Ottawa Research and Development Center, Agriculture and Agri-Food Canada, Building 20, 960 carling Ave., Ottawa, Ontario, KA1 0C6, Canada.
Sci Rep. 2019 May 9;9(1):7130. doi: 10.1038/s41598-019-43683-9.
Due to the presence of genotype by environment interaction (GE), no crop cultivar performed the best in all regions. Therefore, the growing regions of a crop must be divided into sub-regions or mega-environments, and specifically adapted cultivars must be bred and deployed in each mega-environment. Meaningful mega-environment delineation must be based on repeatable GE patterns, which can be extracted from multi-year, multi-location crop variety trials. In regional crop variety trials, usually the same set of genotypes are tested across locations within a year, but different sets of genotypes are tested in different years, leading to highly unbalanced multi-year data. Such data are abundant for all crops and regions; but there has been no way to fully utilize them for mega-environment delineation. This paper presents a new method that allows utilization of existing variety trial data to identify repeatable GE patterns, to delineate mega-environments, and to understand the scope of unrepeatable GE at a location and within a mega-environment.
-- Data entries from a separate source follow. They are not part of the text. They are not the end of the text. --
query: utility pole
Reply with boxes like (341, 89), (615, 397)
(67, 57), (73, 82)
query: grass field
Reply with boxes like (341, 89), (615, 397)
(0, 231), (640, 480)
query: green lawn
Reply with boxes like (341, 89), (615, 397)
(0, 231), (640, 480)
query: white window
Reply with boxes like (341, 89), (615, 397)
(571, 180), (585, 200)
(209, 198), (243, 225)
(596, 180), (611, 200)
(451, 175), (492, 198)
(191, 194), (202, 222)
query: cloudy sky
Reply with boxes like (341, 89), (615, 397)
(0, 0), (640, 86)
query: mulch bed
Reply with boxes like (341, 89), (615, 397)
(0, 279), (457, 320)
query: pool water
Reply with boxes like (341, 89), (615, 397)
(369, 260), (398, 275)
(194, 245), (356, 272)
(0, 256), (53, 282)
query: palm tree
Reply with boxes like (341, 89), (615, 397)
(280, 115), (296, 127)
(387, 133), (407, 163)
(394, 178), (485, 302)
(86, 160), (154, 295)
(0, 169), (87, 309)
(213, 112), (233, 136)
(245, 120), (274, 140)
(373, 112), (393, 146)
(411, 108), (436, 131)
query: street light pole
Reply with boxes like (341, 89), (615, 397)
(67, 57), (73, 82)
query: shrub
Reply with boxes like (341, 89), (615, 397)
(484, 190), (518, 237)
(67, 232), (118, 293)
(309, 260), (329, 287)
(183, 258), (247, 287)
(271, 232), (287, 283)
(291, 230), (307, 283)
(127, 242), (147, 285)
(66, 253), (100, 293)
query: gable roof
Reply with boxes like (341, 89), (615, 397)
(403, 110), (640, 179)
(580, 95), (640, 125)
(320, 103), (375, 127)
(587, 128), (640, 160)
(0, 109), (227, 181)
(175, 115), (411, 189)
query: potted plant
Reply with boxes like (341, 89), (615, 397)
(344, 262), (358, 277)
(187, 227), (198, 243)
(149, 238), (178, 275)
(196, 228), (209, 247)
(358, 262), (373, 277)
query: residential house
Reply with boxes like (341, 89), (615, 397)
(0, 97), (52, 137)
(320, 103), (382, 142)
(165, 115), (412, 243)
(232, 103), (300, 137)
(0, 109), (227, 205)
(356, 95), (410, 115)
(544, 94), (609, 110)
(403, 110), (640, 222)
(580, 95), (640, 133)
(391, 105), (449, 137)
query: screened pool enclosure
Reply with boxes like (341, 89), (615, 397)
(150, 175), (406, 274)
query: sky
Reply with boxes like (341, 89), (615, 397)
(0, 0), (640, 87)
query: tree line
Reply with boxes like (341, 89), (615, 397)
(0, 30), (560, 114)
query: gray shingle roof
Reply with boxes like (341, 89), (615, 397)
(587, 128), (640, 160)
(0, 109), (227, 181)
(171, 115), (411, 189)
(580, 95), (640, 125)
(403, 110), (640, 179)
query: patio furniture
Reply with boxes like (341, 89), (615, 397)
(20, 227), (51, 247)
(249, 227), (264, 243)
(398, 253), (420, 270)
由于存在基因型与环境互作(GE),没有任何一个作物品种在所有地区都表现最佳。因此,必须将作物的种植区域划分为亚区或大环境,并在每个大环境中培育和部署专门适应的品种。有意义的大环境划分必须基于可重复的 GE 模式,这些模式可以从多年、多点的作物品种试验中提取。在区域性作物品种试验中,通常在一年内在不同地点测试相同的一组基因型,但在不同年份测试不同的基因型,导致多年数据高度不平衡。这种数据对于所有作物和地区都很丰富;但一直没有办法充分利用它们来进行大环境划分。本文提出了一种新方法,可以利用现有品种试验数据来识别可重复的 GE 模式,划分大环境,并了解在一个地点和一个大环境内不可重复 GE 的范围。